Add a new dataset to the survey

  1. Add a new json object at the end of assets/standardization.json
  2. Make sure your json object contains the following field:
    {
     "dataset_name": <dataset name (could be identical to paper title)>, 
     "title": <paper title>, 
     "paper_link": <paper link>, 
     "data_link": <link to download the data>, # If your data is not public, don't include this field
     "motivation": {'task-oriented (target language)','cross-lingual transfer','task-oriented (multilingual)''multi-task (target language)'}, "task_type": {'classification (sentiment analyis)', 'classification (sentence pair)', 'classification (other)', 'QA (w/ retrieval)', 'QA (machine reading)', 'structured prediction', 'sequence tagging', 'generation (summarization)', 'generation (other)', 'other'}, 
     "has_train_data": {'YES'/'NO'}, 
     "size": {'<100'/'100~1000'/'1000~10K'/'>10K'}, 
     "input_data_source": {'annotated (authors, linguists)', 'commercial sources', 'crowdsourced', 'curated linguistic resources (wordnet, etc)', 'curated source (exams, scientific papers.etc)', 'media', 'template-based', 'web', 'Wikipedia'}, # If your data has multiple input sources, please use '&' to connect all of them
     "original_language": {'English', 'in its own language', 'both'}
     "translation": {'YES'/'NO'}, 
     "label_source": {'Annotated (authors, linguists)', 'Automatically induced', 'Crowdsourced','Derived from linguistic resources (wordnet, etc)'}, # If your data has multiple label sources, please use '&' to connect all of them
     "publication_year": <public year>, 
     "languages": {all languages in ISO 639-1 Language Code}, 
     "published_venue": <published venue>, 
     "reused_dataset": {'YES (English)' / 'YES (other language)' / 'NO'}, 
     "creators": {'combination of university and industry', 'university', 'industry', 'individual researchers'}, 
     "citations": <your current citation>, 
     "in_huggingface": {'YES'/'NO'}
    }
    
  3. Create a new pull request at our github repository with prefix: “New Dataset” with your dataset name.
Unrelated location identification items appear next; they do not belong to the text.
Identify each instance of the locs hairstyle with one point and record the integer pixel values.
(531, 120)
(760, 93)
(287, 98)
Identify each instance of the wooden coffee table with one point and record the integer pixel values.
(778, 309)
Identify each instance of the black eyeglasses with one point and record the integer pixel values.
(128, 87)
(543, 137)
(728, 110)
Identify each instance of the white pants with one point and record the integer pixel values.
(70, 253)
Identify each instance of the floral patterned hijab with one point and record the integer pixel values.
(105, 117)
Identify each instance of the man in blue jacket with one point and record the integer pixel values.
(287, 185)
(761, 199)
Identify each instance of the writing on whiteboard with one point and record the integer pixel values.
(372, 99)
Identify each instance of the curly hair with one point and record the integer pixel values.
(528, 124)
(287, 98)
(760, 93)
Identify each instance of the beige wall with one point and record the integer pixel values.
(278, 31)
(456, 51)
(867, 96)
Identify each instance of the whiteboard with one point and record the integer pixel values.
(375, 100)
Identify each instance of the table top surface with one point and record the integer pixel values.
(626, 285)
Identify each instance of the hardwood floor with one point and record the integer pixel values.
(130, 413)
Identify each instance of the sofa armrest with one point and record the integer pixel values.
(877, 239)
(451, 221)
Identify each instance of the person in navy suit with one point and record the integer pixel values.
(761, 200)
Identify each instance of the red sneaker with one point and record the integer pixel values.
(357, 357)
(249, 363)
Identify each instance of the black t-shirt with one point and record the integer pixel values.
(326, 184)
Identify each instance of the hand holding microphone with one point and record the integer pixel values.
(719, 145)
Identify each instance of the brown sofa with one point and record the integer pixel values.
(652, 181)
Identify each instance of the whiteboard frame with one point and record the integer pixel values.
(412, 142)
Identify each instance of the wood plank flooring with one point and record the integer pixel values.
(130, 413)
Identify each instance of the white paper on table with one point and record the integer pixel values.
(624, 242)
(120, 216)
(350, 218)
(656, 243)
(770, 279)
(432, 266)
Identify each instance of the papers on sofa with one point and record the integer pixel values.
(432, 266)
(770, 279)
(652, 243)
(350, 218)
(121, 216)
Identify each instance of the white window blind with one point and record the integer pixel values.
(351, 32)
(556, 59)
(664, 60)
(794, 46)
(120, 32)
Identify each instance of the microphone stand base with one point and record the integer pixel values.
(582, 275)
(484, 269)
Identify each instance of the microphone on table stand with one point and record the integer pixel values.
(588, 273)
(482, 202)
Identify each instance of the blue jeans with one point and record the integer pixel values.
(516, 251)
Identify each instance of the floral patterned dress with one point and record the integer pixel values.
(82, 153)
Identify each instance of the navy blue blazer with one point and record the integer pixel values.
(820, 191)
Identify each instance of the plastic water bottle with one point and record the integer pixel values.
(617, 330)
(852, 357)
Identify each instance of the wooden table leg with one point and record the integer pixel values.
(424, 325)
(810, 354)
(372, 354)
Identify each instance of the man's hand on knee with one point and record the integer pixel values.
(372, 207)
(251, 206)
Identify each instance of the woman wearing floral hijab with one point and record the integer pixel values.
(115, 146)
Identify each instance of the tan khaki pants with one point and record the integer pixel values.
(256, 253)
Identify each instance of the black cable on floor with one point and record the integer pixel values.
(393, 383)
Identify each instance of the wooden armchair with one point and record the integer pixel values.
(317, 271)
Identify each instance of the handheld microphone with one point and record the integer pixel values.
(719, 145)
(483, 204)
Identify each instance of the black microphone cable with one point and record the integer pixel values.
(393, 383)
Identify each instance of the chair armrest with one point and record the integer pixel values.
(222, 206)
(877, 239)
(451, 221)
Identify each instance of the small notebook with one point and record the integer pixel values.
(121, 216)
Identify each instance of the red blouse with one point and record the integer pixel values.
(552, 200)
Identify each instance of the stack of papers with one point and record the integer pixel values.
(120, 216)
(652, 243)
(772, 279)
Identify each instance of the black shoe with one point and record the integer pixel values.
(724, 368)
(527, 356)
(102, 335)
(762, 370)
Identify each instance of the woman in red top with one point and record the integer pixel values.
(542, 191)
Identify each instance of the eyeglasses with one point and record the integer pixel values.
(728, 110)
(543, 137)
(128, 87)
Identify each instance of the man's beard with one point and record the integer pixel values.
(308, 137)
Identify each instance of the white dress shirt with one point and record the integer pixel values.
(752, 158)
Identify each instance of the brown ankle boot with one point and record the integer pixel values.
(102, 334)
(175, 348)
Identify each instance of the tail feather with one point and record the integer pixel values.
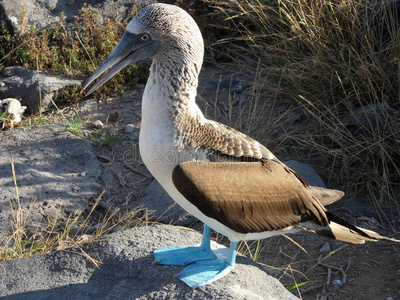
(324, 195)
(342, 230)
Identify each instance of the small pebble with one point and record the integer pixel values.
(337, 282)
(129, 128)
(134, 137)
(325, 248)
(97, 124)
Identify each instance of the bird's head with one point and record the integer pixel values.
(163, 32)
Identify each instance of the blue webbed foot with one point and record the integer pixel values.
(205, 272)
(181, 255)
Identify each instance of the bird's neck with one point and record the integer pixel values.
(171, 87)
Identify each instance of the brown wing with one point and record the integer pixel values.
(219, 137)
(248, 196)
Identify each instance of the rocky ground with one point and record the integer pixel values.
(82, 162)
(111, 129)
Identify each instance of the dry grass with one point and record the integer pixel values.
(325, 56)
(63, 233)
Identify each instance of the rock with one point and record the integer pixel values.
(325, 248)
(127, 271)
(42, 13)
(22, 83)
(370, 119)
(234, 84)
(48, 162)
(337, 282)
(307, 172)
(97, 124)
(163, 208)
(129, 128)
(134, 137)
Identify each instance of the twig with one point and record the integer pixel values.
(120, 179)
(136, 171)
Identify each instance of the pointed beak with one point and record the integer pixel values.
(131, 48)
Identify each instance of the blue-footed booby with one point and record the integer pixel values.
(226, 179)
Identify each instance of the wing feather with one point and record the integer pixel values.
(248, 196)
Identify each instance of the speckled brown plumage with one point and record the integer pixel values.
(270, 198)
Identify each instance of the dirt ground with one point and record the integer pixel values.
(369, 271)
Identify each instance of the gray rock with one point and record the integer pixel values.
(48, 164)
(22, 83)
(127, 272)
(163, 207)
(325, 248)
(42, 13)
(129, 128)
(307, 172)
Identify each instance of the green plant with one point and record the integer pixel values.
(74, 125)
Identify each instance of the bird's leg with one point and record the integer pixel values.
(179, 255)
(205, 272)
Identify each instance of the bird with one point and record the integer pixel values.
(223, 177)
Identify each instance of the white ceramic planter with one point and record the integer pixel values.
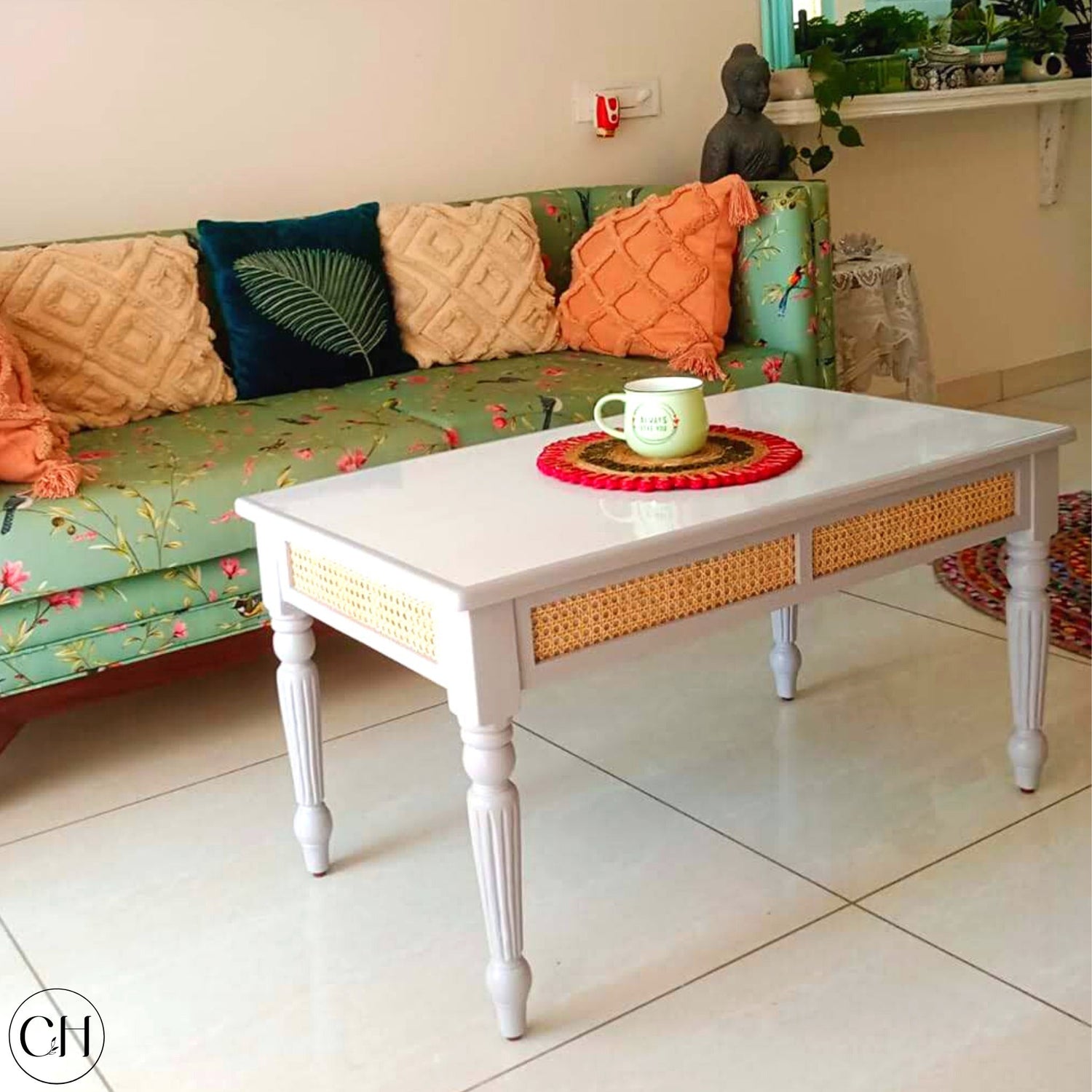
(1048, 67)
(788, 84)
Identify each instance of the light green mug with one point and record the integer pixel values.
(665, 417)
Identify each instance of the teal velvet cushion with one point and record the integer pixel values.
(305, 303)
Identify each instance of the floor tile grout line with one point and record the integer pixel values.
(652, 1000)
(753, 951)
(954, 625)
(47, 991)
(967, 962)
(212, 777)
(686, 815)
(970, 845)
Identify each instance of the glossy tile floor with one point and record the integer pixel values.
(723, 891)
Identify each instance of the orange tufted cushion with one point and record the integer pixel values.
(654, 280)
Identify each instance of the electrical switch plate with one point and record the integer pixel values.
(638, 98)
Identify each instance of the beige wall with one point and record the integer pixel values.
(122, 115)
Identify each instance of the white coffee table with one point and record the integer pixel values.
(478, 572)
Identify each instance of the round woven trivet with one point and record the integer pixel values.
(731, 456)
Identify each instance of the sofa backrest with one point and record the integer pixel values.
(793, 232)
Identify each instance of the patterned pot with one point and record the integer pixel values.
(1045, 67)
(938, 76)
(987, 66)
(879, 76)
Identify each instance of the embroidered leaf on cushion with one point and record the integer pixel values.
(114, 329)
(654, 280)
(467, 280)
(331, 299)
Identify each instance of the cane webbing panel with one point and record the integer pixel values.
(888, 531)
(579, 622)
(402, 618)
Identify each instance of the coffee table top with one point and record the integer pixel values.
(485, 523)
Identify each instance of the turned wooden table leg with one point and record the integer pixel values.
(484, 692)
(297, 683)
(1028, 622)
(784, 655)
(493, 807)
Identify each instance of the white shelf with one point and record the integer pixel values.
(803, 111)
(1053, 100)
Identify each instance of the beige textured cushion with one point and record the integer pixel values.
(114, 330)
(469, 282)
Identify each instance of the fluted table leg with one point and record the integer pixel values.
(493, 807)
(480, 651)
(1028, 620)
(297, 683)
(784, 655)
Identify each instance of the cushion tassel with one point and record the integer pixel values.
(740, 207)
(59, 478)
(698, 360)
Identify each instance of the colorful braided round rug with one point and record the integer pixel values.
(731, 456)
(978, 576)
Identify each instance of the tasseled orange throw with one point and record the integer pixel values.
(33, 447)
(654, 280)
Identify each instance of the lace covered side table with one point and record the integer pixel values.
(879, 325)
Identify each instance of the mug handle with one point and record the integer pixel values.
(618, 434)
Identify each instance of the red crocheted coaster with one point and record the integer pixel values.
(731, 456)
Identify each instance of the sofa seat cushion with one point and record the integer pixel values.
(166, 488)
(482, 402)
(90, 630)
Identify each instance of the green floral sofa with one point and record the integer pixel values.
(151, 557)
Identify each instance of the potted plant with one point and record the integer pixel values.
(943, 63)
(1079, 35)
(873, 44)
(1043, 41)
(834, 82)
(984, 34)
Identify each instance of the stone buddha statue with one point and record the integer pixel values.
(745, 141)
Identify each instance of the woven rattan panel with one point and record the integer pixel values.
(395, 615)
(579, 622)
(888, 531)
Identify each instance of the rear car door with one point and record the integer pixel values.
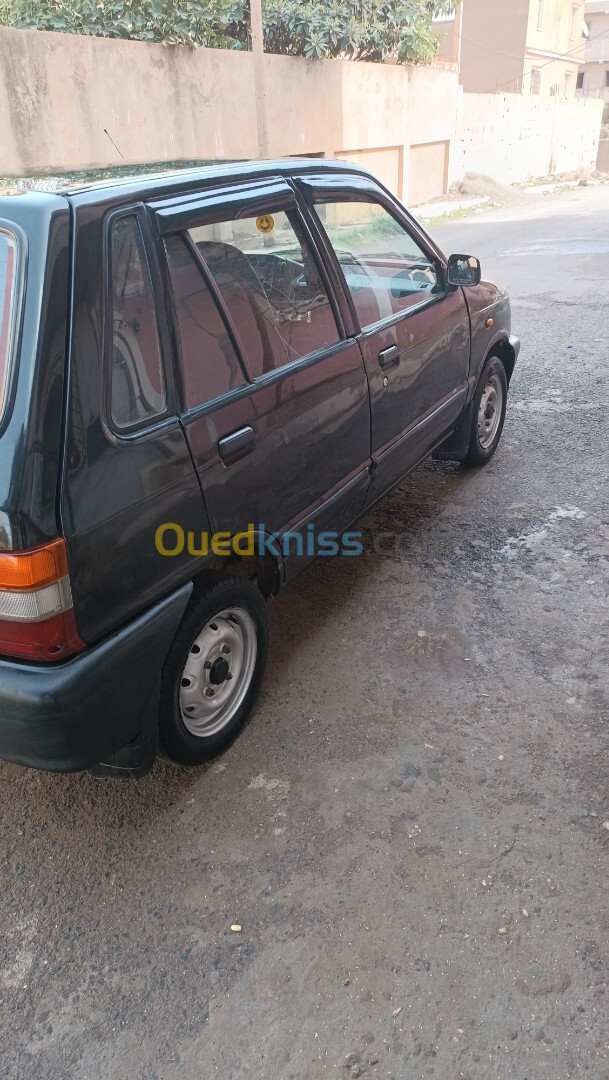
(274, 399)
(414, 333)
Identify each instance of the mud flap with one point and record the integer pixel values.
(457, 445)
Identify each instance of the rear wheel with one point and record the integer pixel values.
(213, 671)
(488, 413)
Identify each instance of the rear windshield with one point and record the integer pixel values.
(9, 298)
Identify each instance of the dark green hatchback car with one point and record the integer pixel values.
(206, 377)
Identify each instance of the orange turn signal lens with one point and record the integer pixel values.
(35, 568)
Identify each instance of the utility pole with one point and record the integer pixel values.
(259, 86)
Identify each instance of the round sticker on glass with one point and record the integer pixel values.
(266, 223)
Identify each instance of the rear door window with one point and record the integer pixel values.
(137, 392)
(9, 308)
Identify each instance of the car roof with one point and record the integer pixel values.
(149, 181)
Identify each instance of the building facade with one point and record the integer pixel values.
(520, 46)
(593, 78)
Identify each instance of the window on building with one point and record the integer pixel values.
(386, 270)
(137, 380)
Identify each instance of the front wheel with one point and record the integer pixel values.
(213, 671)
(488, 413)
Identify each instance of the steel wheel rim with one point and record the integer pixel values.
(489, 413)
(218, 672)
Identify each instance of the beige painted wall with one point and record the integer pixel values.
(414, 127)
(515, 137)
(61, 93)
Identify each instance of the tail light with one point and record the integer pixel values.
(37, 618)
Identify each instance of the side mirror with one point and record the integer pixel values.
(463, 270)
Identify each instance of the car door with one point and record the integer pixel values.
(413, 332)
(274, 393)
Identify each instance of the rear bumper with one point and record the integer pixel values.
(73, 715)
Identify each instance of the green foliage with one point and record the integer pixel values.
(355, 29)
(172, 22)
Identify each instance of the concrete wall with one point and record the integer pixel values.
(515, 137)
(603, 159)
(59, 94)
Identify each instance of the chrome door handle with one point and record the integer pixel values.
(389, 358)
(235, 446)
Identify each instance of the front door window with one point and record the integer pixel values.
(387, 272)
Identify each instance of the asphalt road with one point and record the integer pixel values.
(414, 828)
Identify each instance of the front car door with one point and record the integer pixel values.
(274, 393)
(414, 333)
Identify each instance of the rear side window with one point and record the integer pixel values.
(9, 306)
(137, 391)
(270, 283)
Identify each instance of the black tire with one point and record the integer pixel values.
(478, 451)
(179, 743)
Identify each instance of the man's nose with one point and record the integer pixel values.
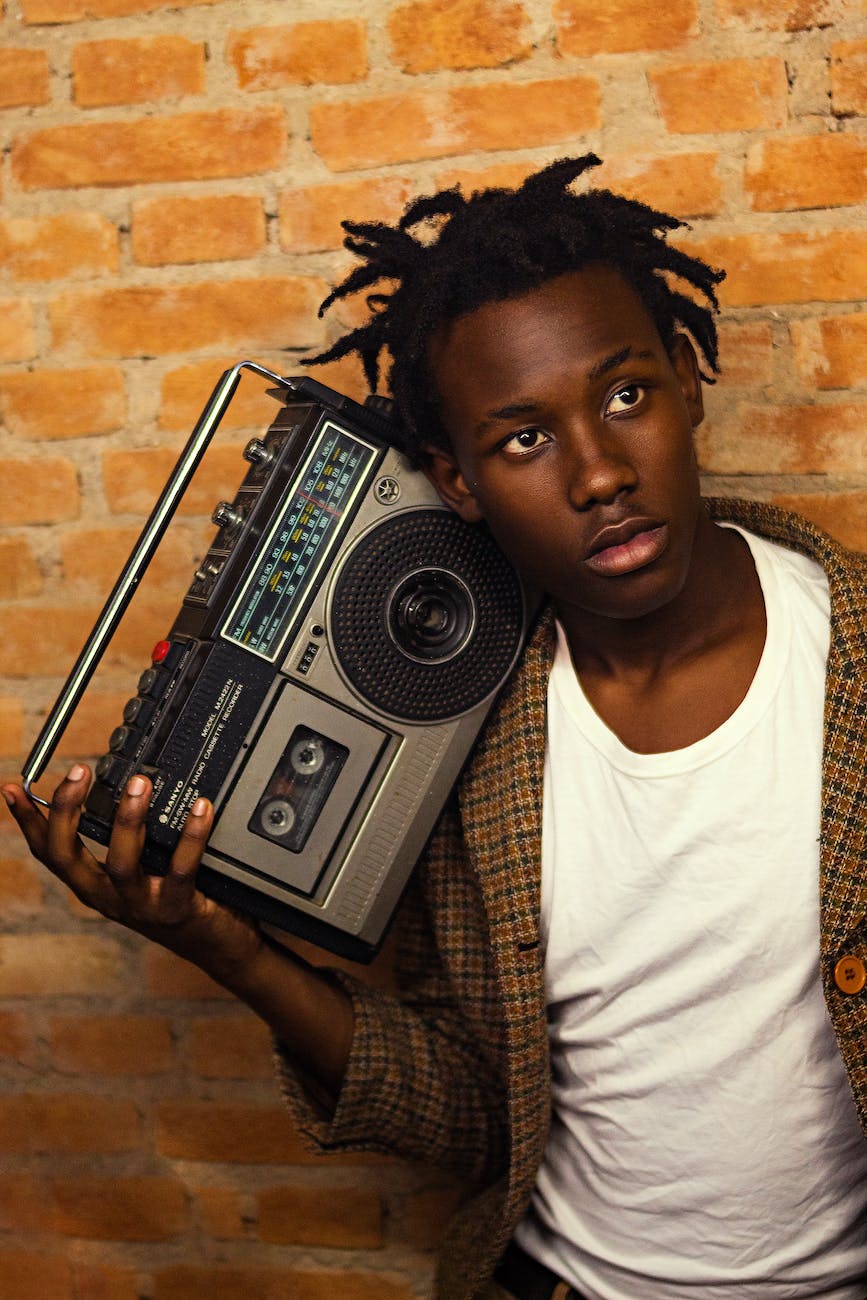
(599, 469)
Modify an existing dataset’s entry in the survey

  1. Find the existing dataset’s entry in assets/standardization.json that you want to correct
  2. Modify the json object and make sure your object follows the above scheme
  3. Create a new pull request at our github repository with prefix: “Modify Existing Dataset” with your dataset name, and state the reason that you need to make such modification in the PR description.